Sensing Dynamically Evolved Short-Range Nanomechanical Forces in Fast-Mutating Single Viral Spike Proteins

Understanding changes in the mechanical features of a single protein from a mutated virus while establishing its relation to the point mutations is critical in developing new inhibitory routes to tackle the uncontrollable spread of the virus. Addressing this, herein, the chemomechanical features of a single spike protein are quantified from alpha, beta, and gamma variants of SARS-CoV-2. Integrated amplitude-modulation atomic force microscopy is used with dynamic force-distance curve (FDC) spectroscopy, in combination with theoretical models, to quantify Young's modulus, stiffness, adhesion forces, van der Waals forces, and the dissipative energy of single spike proteins. These obtained nanomechanical properties can be correlated with mutations in the individual proteins. Therefore, this work opens new possibilities to understand how the mechanical properties of a single spike protein relate to the viral functions.
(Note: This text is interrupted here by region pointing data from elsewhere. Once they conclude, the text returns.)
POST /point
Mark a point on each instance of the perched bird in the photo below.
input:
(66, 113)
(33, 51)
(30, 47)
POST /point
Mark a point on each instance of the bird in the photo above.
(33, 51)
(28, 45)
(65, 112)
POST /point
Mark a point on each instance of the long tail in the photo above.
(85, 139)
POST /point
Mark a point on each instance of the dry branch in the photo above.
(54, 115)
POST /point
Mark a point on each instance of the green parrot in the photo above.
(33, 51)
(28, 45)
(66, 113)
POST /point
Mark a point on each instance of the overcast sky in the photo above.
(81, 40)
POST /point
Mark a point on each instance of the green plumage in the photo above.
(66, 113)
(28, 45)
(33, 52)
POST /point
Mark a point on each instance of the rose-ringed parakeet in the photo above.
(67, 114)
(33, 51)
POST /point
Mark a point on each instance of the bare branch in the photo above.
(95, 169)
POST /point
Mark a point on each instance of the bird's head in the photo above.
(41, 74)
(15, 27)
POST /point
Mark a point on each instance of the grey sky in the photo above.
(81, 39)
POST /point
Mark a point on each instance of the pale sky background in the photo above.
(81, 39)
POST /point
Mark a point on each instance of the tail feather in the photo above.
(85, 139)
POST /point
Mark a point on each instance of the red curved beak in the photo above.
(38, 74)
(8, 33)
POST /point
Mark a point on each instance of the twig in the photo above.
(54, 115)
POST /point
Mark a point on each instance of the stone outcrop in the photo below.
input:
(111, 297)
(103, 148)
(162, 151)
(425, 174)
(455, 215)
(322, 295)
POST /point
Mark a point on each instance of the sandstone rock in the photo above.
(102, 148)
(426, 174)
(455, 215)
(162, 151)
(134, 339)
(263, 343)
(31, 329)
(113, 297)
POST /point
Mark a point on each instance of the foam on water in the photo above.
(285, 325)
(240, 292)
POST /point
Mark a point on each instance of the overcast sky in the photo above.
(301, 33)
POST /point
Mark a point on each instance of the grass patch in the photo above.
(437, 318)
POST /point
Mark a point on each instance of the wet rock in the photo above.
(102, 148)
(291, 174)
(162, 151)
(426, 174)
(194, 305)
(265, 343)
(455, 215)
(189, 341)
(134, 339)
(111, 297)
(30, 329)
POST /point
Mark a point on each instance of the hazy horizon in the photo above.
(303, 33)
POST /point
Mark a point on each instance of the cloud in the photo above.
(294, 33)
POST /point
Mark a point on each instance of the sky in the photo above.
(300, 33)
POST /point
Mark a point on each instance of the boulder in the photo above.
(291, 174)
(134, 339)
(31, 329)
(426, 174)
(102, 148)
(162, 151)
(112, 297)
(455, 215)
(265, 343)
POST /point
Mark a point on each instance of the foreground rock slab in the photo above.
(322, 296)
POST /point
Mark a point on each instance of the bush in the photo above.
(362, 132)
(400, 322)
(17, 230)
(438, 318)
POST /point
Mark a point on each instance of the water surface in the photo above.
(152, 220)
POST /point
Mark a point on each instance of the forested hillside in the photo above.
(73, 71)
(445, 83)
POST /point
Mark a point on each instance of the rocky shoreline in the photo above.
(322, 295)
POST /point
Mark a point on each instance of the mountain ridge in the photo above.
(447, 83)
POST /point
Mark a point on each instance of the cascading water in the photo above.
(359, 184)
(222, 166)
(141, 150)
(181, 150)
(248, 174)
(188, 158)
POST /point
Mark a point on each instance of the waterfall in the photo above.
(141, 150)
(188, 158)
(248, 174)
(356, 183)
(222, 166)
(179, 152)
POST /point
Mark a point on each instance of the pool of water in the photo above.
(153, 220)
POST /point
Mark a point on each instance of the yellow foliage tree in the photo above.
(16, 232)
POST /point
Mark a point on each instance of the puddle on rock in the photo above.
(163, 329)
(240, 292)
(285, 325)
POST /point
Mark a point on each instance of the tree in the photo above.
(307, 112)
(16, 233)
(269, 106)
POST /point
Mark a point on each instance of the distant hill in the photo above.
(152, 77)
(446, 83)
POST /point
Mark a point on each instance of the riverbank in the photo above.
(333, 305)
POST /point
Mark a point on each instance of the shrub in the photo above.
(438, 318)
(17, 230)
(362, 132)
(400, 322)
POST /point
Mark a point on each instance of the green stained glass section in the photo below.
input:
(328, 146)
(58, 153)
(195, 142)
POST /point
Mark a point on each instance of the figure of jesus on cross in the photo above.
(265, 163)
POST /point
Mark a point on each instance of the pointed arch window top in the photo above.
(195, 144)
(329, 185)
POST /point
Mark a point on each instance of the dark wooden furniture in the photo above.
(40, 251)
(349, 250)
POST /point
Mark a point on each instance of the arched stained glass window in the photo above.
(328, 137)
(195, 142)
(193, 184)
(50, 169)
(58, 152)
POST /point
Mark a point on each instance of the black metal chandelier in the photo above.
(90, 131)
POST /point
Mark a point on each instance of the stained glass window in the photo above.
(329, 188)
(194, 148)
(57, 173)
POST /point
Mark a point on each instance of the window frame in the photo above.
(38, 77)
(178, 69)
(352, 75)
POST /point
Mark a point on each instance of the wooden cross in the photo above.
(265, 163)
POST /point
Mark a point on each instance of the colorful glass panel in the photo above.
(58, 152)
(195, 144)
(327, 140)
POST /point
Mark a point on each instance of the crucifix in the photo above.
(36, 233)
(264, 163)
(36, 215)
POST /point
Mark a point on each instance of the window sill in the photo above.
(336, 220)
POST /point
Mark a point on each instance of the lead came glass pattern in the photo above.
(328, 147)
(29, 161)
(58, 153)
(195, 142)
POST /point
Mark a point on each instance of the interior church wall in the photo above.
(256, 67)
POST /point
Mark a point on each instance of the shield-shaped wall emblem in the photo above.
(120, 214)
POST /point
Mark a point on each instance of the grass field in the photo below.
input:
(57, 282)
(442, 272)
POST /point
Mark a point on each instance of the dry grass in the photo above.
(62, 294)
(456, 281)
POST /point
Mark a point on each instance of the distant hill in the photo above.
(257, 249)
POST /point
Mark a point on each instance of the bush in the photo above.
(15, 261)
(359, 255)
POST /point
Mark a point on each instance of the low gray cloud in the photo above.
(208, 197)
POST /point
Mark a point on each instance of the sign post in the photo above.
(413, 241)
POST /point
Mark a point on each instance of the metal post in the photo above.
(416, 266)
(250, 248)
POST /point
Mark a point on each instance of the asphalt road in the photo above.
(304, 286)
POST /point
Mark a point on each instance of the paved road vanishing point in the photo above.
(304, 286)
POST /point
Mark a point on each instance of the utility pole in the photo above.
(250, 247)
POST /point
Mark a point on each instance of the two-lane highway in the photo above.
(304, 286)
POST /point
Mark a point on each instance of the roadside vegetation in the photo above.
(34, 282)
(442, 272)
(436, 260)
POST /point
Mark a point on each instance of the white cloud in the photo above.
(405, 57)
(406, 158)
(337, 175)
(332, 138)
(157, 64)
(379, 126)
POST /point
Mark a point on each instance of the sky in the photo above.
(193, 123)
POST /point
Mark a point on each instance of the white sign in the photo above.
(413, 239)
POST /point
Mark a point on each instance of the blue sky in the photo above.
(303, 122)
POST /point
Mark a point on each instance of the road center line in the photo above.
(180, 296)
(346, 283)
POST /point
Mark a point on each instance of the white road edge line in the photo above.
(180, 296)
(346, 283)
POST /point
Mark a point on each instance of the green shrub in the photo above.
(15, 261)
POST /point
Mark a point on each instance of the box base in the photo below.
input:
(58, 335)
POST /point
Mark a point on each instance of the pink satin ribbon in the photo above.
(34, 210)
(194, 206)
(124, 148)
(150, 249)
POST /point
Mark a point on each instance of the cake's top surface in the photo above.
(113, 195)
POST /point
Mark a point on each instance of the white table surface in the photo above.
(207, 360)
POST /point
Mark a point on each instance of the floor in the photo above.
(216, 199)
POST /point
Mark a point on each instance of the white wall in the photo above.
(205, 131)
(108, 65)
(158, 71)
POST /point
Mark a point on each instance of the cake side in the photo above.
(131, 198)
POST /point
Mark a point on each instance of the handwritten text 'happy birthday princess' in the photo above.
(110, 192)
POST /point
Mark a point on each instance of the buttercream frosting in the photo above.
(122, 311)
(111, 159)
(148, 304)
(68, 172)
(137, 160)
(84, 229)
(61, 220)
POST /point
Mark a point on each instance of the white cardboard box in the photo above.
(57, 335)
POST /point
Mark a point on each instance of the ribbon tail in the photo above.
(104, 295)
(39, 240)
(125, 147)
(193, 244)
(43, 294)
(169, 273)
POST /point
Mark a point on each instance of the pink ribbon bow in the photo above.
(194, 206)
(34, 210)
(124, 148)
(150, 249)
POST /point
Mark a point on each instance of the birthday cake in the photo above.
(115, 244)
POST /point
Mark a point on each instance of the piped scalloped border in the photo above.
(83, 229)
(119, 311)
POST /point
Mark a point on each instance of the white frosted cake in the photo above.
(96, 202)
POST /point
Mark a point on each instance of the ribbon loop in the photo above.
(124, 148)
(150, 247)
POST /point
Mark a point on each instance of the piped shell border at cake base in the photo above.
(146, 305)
Additionally, single-protein nanomechanical experiments enable a variety of applications that, collectively, may build up a new portfolio of understanding protein biochemistry during the evolution of viruses.

Automated summary

Understanding the mechanical changes in a mutated virus's single protein and its relation to point mutations is crucial for developing new inhibitory routes to control the virus's uncontrollable spread. In this study, the chemomechanical features of a single spike protein in the alpha, beta, and gamma variants of SARS-CoV-2 were quantified using integrated amplitude-modulation atomic force microscopy and dynamic force-distance curve spectroscopy. These nanomechanical properties can be correlated with individual protein mutations, providing new insights into the relationship between the mechanical properties of a single spike protein and viral functions. Furthermore, single-protein nanomechanical experiments have the potential to enhance our understanding of protein biochemistry during virus evolution.